There are big changes coming to the way you buy or sell a home.

These changes stem from a series of lawsuits intended to make the home buying process more transparent.

The changes take effect August 17th.

An agent working with a buyer will have to work out an agreement before the prospective buyer and real estate agent look at a property together.

KSHB 41 News staff

Home in Kansas City area

“When a real estate agent says, ‘Hey, starting August 17th, you have to sign this agreement,’ they’re telling you the truth,” said Holden Lewis with NerdWallet.
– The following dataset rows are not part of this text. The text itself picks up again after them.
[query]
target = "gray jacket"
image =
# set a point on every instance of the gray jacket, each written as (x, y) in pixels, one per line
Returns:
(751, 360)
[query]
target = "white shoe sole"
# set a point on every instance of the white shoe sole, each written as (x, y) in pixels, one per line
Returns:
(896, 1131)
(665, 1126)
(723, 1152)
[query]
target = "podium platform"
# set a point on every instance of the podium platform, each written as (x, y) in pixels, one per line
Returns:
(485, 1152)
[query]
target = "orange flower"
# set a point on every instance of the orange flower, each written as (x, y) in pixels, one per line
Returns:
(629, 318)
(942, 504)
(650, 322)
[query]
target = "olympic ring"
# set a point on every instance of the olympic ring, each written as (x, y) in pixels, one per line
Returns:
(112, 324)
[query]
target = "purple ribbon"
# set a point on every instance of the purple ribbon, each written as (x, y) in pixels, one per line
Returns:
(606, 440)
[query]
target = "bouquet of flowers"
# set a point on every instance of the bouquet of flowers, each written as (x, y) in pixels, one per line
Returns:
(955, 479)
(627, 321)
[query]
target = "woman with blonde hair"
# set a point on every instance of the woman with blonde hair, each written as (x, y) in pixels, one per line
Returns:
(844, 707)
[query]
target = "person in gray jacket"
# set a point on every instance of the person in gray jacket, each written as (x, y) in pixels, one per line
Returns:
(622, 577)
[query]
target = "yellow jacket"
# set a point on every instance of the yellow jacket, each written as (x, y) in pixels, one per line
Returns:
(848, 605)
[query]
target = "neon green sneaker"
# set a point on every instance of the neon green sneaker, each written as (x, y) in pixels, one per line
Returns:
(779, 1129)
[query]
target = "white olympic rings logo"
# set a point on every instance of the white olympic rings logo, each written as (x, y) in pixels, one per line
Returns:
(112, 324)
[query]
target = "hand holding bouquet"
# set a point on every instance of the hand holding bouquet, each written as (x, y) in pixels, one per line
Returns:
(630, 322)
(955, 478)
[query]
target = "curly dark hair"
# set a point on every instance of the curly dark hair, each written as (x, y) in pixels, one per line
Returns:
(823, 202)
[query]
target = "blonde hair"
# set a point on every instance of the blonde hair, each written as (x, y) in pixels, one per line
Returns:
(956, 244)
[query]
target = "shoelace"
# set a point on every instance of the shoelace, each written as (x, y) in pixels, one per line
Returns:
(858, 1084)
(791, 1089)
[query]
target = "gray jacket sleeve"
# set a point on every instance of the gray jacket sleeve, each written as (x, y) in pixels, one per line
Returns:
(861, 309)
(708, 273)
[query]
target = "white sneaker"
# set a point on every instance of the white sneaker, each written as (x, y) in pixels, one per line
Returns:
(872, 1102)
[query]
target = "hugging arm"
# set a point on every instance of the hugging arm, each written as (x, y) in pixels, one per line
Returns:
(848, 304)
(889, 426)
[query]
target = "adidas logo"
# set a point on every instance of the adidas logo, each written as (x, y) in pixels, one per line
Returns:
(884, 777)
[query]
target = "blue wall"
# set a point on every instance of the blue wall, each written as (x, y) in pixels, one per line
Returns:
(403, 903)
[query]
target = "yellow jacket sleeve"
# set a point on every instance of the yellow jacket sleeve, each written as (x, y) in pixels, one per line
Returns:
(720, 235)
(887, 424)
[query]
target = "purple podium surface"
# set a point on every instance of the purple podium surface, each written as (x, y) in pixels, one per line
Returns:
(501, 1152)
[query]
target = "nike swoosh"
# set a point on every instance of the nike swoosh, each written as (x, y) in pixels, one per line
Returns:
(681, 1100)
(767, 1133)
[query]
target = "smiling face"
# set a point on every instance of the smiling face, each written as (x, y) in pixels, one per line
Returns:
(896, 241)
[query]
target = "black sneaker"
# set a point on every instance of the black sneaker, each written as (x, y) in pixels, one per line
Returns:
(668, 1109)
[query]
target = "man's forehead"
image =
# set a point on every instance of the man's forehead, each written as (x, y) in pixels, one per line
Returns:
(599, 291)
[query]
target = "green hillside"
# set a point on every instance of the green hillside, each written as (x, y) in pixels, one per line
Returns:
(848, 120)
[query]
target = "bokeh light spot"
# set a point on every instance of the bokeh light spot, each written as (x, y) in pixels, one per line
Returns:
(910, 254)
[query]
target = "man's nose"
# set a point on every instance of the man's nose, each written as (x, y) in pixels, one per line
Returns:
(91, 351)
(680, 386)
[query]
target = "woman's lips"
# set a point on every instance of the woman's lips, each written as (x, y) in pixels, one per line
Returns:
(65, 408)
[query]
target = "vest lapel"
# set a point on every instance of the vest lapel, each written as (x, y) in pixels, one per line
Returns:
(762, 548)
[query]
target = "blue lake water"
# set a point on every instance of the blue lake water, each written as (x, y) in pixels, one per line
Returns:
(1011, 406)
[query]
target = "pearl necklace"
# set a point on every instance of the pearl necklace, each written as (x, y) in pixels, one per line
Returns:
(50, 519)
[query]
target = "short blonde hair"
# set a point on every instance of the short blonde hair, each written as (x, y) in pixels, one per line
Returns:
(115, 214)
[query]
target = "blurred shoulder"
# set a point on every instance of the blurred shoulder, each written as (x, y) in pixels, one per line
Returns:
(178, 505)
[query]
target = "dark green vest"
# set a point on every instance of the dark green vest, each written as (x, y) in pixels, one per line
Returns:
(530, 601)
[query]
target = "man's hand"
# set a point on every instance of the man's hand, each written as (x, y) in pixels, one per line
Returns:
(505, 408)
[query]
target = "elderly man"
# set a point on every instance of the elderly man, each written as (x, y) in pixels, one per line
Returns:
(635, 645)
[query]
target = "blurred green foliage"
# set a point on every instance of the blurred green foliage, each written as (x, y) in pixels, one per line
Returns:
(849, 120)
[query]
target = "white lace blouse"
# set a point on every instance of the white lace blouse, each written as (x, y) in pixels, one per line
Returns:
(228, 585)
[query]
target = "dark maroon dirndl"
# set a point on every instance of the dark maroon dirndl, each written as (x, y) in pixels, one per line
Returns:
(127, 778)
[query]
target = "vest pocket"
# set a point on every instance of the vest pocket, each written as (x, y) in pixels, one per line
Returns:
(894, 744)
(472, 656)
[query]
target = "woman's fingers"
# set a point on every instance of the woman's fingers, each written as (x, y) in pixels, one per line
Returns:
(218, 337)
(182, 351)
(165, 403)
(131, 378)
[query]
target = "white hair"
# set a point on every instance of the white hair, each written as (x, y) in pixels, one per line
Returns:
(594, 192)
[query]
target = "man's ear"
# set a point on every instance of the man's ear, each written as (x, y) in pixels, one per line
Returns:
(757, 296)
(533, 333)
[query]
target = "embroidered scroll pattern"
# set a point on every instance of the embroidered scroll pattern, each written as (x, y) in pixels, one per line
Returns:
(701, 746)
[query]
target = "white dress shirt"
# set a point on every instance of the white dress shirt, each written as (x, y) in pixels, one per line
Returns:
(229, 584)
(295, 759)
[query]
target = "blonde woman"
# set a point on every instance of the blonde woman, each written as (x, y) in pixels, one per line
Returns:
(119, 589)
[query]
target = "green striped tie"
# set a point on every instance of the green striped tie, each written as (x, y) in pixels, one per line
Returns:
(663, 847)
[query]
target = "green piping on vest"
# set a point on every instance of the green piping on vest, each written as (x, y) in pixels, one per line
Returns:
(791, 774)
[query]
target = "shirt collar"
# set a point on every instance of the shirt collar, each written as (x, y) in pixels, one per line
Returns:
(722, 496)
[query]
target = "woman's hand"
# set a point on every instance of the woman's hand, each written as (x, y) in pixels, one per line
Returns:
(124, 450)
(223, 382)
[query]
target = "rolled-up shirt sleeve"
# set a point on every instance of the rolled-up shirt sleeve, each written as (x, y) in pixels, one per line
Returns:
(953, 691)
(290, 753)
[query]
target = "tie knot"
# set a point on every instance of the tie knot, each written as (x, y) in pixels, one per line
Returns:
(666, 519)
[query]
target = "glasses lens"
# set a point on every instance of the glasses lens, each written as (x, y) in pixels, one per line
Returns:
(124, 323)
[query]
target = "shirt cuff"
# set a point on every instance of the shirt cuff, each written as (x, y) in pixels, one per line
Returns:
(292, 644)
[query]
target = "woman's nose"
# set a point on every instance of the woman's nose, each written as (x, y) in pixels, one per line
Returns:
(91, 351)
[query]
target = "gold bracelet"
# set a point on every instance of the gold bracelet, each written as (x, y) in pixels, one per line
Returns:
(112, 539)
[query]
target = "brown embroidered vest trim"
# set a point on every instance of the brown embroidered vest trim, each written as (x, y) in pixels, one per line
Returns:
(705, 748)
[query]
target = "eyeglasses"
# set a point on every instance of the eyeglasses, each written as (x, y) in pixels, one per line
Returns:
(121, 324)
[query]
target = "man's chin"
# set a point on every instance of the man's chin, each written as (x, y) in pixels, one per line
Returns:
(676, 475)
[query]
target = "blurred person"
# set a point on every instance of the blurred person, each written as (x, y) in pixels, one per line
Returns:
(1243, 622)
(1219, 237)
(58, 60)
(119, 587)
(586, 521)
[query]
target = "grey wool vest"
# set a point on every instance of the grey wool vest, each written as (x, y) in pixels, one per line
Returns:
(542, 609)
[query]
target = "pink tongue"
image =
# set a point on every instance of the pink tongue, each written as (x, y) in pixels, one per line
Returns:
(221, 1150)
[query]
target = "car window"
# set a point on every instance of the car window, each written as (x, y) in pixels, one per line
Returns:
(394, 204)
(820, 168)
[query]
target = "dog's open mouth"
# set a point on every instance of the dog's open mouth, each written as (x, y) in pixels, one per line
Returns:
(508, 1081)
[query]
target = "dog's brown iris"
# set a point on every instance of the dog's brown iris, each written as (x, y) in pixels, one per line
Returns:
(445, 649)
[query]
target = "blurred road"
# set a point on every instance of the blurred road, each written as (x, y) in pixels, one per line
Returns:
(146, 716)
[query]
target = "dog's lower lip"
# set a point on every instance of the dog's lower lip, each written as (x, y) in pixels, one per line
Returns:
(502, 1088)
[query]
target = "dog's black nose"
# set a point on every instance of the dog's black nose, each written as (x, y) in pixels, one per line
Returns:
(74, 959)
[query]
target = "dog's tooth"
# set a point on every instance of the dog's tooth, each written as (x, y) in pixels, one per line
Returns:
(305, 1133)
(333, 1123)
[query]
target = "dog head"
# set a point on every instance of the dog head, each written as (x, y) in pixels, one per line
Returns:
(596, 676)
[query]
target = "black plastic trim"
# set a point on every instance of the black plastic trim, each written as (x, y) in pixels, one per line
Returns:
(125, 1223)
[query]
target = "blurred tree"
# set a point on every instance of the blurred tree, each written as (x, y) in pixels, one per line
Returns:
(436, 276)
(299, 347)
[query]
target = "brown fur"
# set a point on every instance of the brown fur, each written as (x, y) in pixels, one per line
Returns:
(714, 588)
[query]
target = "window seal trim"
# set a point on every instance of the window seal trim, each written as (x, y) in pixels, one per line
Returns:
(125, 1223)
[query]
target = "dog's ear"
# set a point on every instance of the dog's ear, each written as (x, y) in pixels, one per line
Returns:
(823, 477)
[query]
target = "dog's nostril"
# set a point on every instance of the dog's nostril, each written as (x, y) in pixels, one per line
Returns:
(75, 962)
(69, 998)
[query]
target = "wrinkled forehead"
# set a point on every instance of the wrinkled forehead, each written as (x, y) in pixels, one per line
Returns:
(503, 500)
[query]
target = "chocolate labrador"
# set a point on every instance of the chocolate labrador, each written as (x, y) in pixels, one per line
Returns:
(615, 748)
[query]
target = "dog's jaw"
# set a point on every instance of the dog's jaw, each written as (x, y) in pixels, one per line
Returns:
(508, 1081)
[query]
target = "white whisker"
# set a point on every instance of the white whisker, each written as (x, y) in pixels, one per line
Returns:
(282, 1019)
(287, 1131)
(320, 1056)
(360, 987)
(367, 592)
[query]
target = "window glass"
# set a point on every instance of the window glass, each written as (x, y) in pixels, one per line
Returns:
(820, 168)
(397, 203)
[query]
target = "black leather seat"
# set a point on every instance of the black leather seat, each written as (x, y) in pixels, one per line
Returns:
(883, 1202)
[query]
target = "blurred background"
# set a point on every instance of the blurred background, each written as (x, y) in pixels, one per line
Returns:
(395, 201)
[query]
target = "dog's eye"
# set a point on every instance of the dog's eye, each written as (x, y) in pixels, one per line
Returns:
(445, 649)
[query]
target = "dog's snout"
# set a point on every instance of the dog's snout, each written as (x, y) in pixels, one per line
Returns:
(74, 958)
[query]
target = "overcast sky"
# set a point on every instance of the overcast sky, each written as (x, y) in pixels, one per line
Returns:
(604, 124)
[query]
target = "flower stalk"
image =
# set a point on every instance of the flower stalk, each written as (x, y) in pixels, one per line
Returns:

You may be familiar with the standard five to six percent commission rate you’d have to pay in the past.

It’s split between buyer’s and seller’s agents and is often baked into the total cost of the home.

The changes mean there’s now an extra layer of negotiation that could change that standardized fee.

“It’s gonna specify how much you’re gonna pay that agent,” Lewis said.

Realtors like Kathleen Spiking with the Rob Ellerman Team say it might change how contracts are written and how they’re paid.

KSHB 41 News staff

Kathleen Spiking

“They’re training us on what’s going on, what’s does this look like, how does it appear in a contract,” Spiking said.

But since she’s always been upfront with costs, it won’t change the day-to-day.

“Personally, for me, it doesn’t affect the way that I run my business,” she said. “I still have communication up front with all of my clients, whether they’re buyers or sellers, and I think maybe for people it would be further and more thorough communication at the beginning and during the process of buying a home,” she said.